The substrate selectivity and catalytic activity of these enzymes are a further indication, that the enzymes were optimised for fumonisin catabolism by natural evolution. There are many more examples, where microbial mycotoxin degradation activity has been discovered and described.
Characterisation and production of enzyme
Developing an animal feed detoxification technology based on a microbial mycotoxin degrading enzyme is a comprehensive task with many challenges and possible pitfalls, and therefore, so far only 1 recombinant enzyme has passed the scrutiny of regulatory authorities and reached the market.

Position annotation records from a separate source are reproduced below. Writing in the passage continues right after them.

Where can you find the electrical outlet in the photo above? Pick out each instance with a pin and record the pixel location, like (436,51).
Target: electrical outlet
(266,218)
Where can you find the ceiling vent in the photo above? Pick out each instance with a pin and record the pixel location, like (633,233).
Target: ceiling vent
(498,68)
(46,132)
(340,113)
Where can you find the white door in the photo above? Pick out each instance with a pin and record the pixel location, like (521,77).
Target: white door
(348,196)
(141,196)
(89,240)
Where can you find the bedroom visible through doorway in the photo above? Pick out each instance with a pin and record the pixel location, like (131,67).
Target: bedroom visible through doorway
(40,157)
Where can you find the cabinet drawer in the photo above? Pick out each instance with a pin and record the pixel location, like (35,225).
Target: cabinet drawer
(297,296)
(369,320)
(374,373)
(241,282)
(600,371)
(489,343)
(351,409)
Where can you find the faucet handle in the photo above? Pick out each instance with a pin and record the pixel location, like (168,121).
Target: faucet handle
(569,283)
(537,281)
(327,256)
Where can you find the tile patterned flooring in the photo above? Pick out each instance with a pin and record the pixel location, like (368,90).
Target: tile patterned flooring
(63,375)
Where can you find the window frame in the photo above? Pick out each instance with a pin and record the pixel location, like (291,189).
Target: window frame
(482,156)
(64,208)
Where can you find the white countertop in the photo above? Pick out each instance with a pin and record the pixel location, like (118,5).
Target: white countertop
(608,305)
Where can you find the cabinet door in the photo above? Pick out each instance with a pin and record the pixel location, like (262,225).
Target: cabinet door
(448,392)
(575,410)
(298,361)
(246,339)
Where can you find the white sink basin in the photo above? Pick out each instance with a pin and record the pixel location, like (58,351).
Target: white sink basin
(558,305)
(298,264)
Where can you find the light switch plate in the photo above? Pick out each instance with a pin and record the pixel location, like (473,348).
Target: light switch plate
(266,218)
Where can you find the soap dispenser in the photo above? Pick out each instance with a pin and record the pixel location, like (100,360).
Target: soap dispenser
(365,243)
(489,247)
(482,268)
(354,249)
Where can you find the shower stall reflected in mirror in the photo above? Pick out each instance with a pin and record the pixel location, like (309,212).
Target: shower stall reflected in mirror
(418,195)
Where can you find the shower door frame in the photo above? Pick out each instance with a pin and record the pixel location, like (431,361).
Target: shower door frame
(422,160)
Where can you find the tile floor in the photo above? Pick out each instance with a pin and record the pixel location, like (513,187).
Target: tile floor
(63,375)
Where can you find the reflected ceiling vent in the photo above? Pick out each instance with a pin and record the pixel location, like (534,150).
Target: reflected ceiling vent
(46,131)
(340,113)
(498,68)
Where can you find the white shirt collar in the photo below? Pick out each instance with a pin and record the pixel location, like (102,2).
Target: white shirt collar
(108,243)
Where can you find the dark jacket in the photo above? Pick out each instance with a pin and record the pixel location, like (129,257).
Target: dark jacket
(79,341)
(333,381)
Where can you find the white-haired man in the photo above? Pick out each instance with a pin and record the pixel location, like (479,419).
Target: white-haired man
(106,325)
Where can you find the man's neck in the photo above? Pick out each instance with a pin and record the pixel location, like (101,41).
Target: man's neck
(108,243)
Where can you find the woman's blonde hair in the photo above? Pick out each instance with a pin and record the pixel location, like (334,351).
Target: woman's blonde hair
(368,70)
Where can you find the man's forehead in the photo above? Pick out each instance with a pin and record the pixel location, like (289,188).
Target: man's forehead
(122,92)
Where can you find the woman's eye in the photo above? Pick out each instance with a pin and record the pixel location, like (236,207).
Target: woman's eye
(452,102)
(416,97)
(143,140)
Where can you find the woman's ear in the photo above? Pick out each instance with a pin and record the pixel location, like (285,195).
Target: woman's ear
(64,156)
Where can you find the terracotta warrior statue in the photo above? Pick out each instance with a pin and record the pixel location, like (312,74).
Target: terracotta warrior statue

One of the key early steps for developing an enzymatic detoxification technology is to establish analytical methods. Quantification of mycotoxin and reaction products must be accurate enough to measure enzyme activity. For filing a dossier with regulatory authorities, the analytical methods also need to be validated. However, in vitro activity in the gastrointestinal tract of animals must also be measured, which required the establishment of biomarkers. Another early significant hurdle of technology development is the ability to produce enough enzyme. A recombinant microbial host strain must be cloned and a matching bioprocess for enzyme production needs to be developed. If the prospects for technology development are promising, the production strain, the fermentation bioprocess, and the enzyme harvesting, drying and formulation process must all be optimised for high-yield and large scale production of active enzyme. The production strain, although it is never released and not contained in the final product, must be accurately characterised for regulatory authorities. A prerequisite for an enzyme to be suitable for detoxification technology is, of course, that the reaction products are known and non-toxic.
Enzymes can be trained
Mycotoxin cleaving enzymes may have gained their selectivity and high catalytic activity through natural evolution but they have not evolved other desirable traits for use as feed additives such as stability during thermal steps of animal feed processing, especially pelleting, or the ability to survive and have high activity in the various compartments of the gastrointestinal tract. Enzymes can, however, be 'trained' to have new properties through enzyme engineering. One of the prerequisites of enzyme engineering is an efficient screening system to select superior enzyme variants out of often large pools of variants. Enzyme engineering can be enhanced by knowledge of the 3-dimensional structure of enzymes. When the structure of an enzyme can be predicted by biomolecular modelling, it is possible that the pools of variants that need to be screened can be reduced. Biomin determined the 3-dimensional structures of its enzyme fumonisin esterase FumD and another enzyme by X-ray crystallography.
The future of biotransformation
Adsorption of aflatoxin to binders has been used to make contaminated feed more suitable for animal nutrition. Adsorption to bentonites has been implemented and attempted, with more or less success, for other mycotoxins. Biotransformation is a much more sophisticated development. Reliable and validated biomarkers are important to test the efficacy of the enzymes.